77° anniversario della morte di Padre Daniele da Torricella

Domenica 11 dicembre nella chiesa cittadina dei Cappuccini, commemorazione di Padre Daniele da Torricella nella 77° della morte. Pubblicata una nuova biografia

Il 10 dicembre 1945 moriva il cappuccino padre Daniele da Torricella, vero apostolo degli ammalati e dei poveri.

Il pio transito del religioso, dichiarato venerabile, sarà ricordato nella chiesa cittadina dei padri Cappuccini – in via Ferrari Bonini – nel corso della solenne concelebrazione eucaristica che il vescovo emerito Adriano Caprioli presiederà domenica 11 dicembre alle ore 18.00. I canti saranno animati dal coro “Santa Maria di padre Remigio”.

Padre Daniele

Padre Daniele – al secolo Dario Coppini – era nato a Torricella di Sissa, il 1 settembre 1867; a trent’anni entrava nell’ordine dei Cappuccini e nel 1903 veniva ordinato sacerdote. Svolse il suo prezioso ministero come cappellano dell’ospedale di Piacenza, poi in quello di Modena e infine assai a lungo al Santa Maria di Reggio Emilia, nella vecchia sede di via dell’Ospedale. Il 12 dicembre 1955 la sua salma fu traslata nella chiesa dei Cappuccini.

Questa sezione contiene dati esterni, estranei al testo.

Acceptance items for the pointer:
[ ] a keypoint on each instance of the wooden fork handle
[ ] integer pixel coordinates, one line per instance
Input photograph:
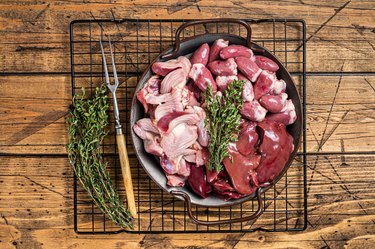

“Padre Daniele da Torricella fu l’apostolo dei poveri, degli ammalati, del confessionale; un frate cappuccino in perfetta linea con la grande tradizione francescana”, ricorda padre Lorenzo Volpe, superiore del convento reggiano.

Padre Daniele, prima fila, ultimo a destra

Il cappuccino trascorse a Reggio la maggior parte della sua vita di religioso e di sacerdote, “lasciando in tutti la memoria della sua intensa carità spirituale e materiale, della quale va ricordata l’assistenza agli ammalati, soprattutto quelli più abbandonati, sia nell’ospedale, sia nelle case private; ha passato poi lunghe ore nel ministero della confessione e della direzione spirituale”, scriveva il prof. Mariano Bigi, già ministro dell’OFS e acuto studioso del francescanesimo. Lo stesso Bigi sottolineava che “l’eredità spirituale e la missione di carità di padre Daniele, che ha anticipato cronologicamente altre figura come don Dino Torreggiani e don Mario Prandi, continuano nelle Missionarie Francescane del Verbo Incarnato, di cui, con la concittadina madre Giovanna Ferrari, fu ispiratore e cofondatore”.

In occasione del 77° anniversario della morte del religioso sarà disponibile il volume di Angelo Onger “Padre Daniele da Torricella. Sia per amore di Dio”, pubblicato dalle Edizioni San Lorenzo con prefazione dell’arcivescovo Giacomo Morandi e a cura di padre Lorenzo Volpe. L’autore legge l’intenso, instancabile e generoso ministero di padre Daniele alla luce di quanto espresso nel sottotitolo del libro “per amore di Dio”, tratto distintivo del suo apostolato.

Il volume, oltre duecento pagine, costituisce un’accurata e aggiornata biografia del cappuccino, che tanto ha inciso nella comunità reggiana. Reca un ricchissimo corredo iconografico con numerose fotografie inedite, relative sia a padre Daniele, che alla fraternità reggiana dei cappuccini; altre immagini documentano sia le corsie degli ospedali di Reggio e Modena in cui come cappellano ha incontrato e confortato migliaia di ammalati, sia la chiesa  di via Ferrari Bonini prima e dopo il bombardamento del 1944. E’ completato da un’esauriente e utilissima bibliografia.